Clive Lewis’ resignation was revealed last night, shortly before he voted against triggering formal Brexit negotiations.
Lewis stated that he could not ‘in all good conscience, vote for something I believe will ultimately harm the city I have the honour to represent, love and call home.
‘When I became the MP for Norwich South, I promised my constituents I would be Norwich’s voice in Westminster, not Westminster’s voice in Norwich.
‘It is therefore with a heavy heart that I have decided to resign from the shadow cabinet.’
The former front-bencher concluded: ‘It has been a privilege to work with Jeremy Corbyn and be part of the shadow cabinet.
‘I will continue to support our party and our leader from the back benches to the very best of my ability.’
The move follows reports that the Labour leader is constructing a handover plan, dubbed by a senior source as ‘nonsense’.
Despite the Government winning by 494 to 122 votes, 52 Labour MPs defied Corbyn’s instructions to support the triggering of Article 50 in the name of democracy.
Controversially, 17 other front-benchers voted against the bill fuelling rumours of a potential leadership challenge.

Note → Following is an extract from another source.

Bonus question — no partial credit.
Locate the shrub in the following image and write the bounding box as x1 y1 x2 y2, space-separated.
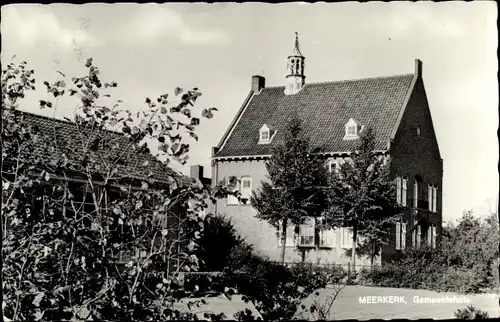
196 214 253 272
454 305 490 319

Insiders suggest that by voting against Brexit, Lewis won the support of a significant proportion of Corbyn’s anti-Brexit supporters.
It seems Lewis could effectively unite both hard-left and more moderate Labour MPs, making him a prime candidate to take top position in the party.
Lewis spent his childhood on a council estate in Northampton and then became an army reservist, serving in Afghanistan.
He also worked as a BBC television presenter before embarking on a political career. Although short, his journey through politics thus far has involved a fair share of controversy.
Lewis missed his first crucial question time in parliament as Shadow Defence Secretary because he was still at Glastonbury music festival.
Conversation was also sparked over his claims that ‘racism’ stunted his progress as a BBC political reporter.
His former manager at the BBC, Tim Bishop, demanded an apology for the accusation and revealed the true reason for his dismissal.
Bishop stated: ‘His career at the BBC was not wrecked by racism… I removed him as a political correspondent because he did not know enough about politics to do that job.’
Lewis also raised eyebrows with his honest description of almost shooting a civilian in Afghanistan.
When criticising law firms that pursue soldiers for their actions in war zones, he stated: ‘I can speak from knowledge here, from personal experience.
‘When I was in Afghanistan there were situations – and I can think of a situation in particular – where I could have easily shot a civilian.
‘It could have happened. Very close.’
An MP for Norwich South since 2015, Lewis’ political priorities include the NHS and opposing the renewal of Trident.
Having been branded a potential leader by both Corbyn himself and the Shadow Chancellor John McDonnell, it seems Clive Lewis’ chance to usurp may be fast approaching.